Year 60: Mua’awiya’s will to his son Yazid:

During this year also, Mu’awiyah imposed the declaration of allegiance to his son, Yazid, on the delegation that came to him with ‘Ubaydallah b. Ziyad. When Mu’awiyah became ill this year, he entrusted to his son, Yazid, what he did concerning the group that had refused to declare allegiance to Yazid when he had summoned them to do so. Mu’awiyah’s agreement was what Hisham b. Muhammad related according to Abu Mikhnaf -‘Abd al-Malik b. Nawfal b. Musahiq b. ‘Abdallah b. Makhramah: When Mu’awiyah became sick with the illness from which he perished, he summoned his son, Yazid, saying: O my son, I have spared you the effort, made things smooth for you, subdued enemies for you, subjected the necks of the Arabs for you, and created unity for you. I am only afraid that four individuals of Quraysh might challenge you for this matter which was established for you al-Husayn b. ‘Ali, ‘Abdallah b. ‘Umar, ‘Abdallah b. al-Zubayr, and ‘Abd al-Rahman b. Abi Bakr. As far as ‘Abdallah b. ‘Umar is concerned, he is a man whom righteousness has overwhelmed, and if no one else were left, he would acknowledge you. As far as al-Husayn is concerned, the people of Iraq will not leave him alone until they make him rebel. If he rebels against you, and you should defeat him, then pardon him, because he has close kinship and a great claim. As far as Ibn Abi Bakr is concerned, he is a man, who, if he should see his companions doing something, he would do likewise . He is only interested in women and pleasure. As for the one who crouches for you as a crouching lion and tricks you as a sly fox, and if an opportunity enables (him] he would spring, that is Ibn al-Zubayr. If he does that to you, and you are able to overpower him, then tear him limb from limb.

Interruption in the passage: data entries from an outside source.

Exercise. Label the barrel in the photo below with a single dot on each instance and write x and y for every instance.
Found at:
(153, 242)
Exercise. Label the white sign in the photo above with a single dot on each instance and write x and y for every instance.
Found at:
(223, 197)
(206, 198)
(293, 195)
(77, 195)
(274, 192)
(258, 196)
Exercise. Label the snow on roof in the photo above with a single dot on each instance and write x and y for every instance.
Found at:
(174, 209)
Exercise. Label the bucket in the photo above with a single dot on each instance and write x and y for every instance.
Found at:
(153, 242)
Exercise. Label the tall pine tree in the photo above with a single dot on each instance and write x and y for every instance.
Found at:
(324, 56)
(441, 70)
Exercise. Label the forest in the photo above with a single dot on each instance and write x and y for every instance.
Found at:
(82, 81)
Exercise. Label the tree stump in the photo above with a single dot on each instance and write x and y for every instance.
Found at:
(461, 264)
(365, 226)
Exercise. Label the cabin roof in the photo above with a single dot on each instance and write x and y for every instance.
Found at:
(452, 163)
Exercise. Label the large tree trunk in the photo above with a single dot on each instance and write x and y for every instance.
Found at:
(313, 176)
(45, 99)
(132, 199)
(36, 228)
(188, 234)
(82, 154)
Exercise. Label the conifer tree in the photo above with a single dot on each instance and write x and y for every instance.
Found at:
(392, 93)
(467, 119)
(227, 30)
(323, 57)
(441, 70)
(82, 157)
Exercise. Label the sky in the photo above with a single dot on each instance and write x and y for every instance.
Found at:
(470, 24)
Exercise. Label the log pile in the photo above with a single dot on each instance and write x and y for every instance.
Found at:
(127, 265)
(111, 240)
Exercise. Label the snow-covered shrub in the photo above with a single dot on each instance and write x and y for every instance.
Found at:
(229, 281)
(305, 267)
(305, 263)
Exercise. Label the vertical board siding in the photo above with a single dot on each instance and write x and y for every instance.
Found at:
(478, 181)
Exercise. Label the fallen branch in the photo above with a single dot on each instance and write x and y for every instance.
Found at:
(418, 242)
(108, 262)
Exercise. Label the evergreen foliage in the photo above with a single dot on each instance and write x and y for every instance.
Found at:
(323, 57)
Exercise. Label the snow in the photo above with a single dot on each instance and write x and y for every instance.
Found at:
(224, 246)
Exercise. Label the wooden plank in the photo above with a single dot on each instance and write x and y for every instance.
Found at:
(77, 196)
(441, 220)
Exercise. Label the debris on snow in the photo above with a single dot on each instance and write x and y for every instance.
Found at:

Here is another version of the will, in the same book:

(According to) Hisham-‘Awanah: We have heard in another account that when Mu’awiyah was on the verge of death, which was in this year, Yazid was absent. Mu’awiyah summoned al-Dahhak b. Qays al-Fihri, who was the head of his police, and Muslim b. ‘Uqbah al-Murri and counseled them saying: Tell Yazid my testament: Pay attention to the people of the Hijaz for they are your root. Honor whomever of them should come to you, and take care of whomever is absent. Pay attention to the people of Iraq, and if they ask you to dismiss one of their officials every day, do so. For I would rather have a governor be dismissed than for one hundred thousands swords to be unsheathed against you. Pay attention to the people of Syria , for they are your entourage and your leather bag. If something should befall you from your enemy, be victorious with them . When you are successful with them, return the people of Syria to their land. For if they should stay in another land than their own, they would take on other characteristics than their own. I only fear three persons of the Quraysh-Husayn b. ‘All, ‘Abdallah b. Umar, and ‘Abdallah b. al-Zubayr. As far as Ibn ‘Umar is concerned, he is a man whom religion has overwhelmed, so he would not ask anything from you. As far as al-Husayn b. ‘Ali is concerned, he is an insignificant man, and I hope that God would protect you from him by means of those who killed his father and deserted his brother. He has close kinship, a great claim, and is a relative of Muhammad. I don’t think the people of Iraq would leave him alone until they make him rebel. If you should overpower him pardon him, for if I were his master, I would pardon him. As far as Ibn al-Zubayr is concerned, he is a heaving reptile, so if he appears to you, stick to him unless he asks for peace from you. If he does, then accept [it] and spare the blood of your folk as much as you can.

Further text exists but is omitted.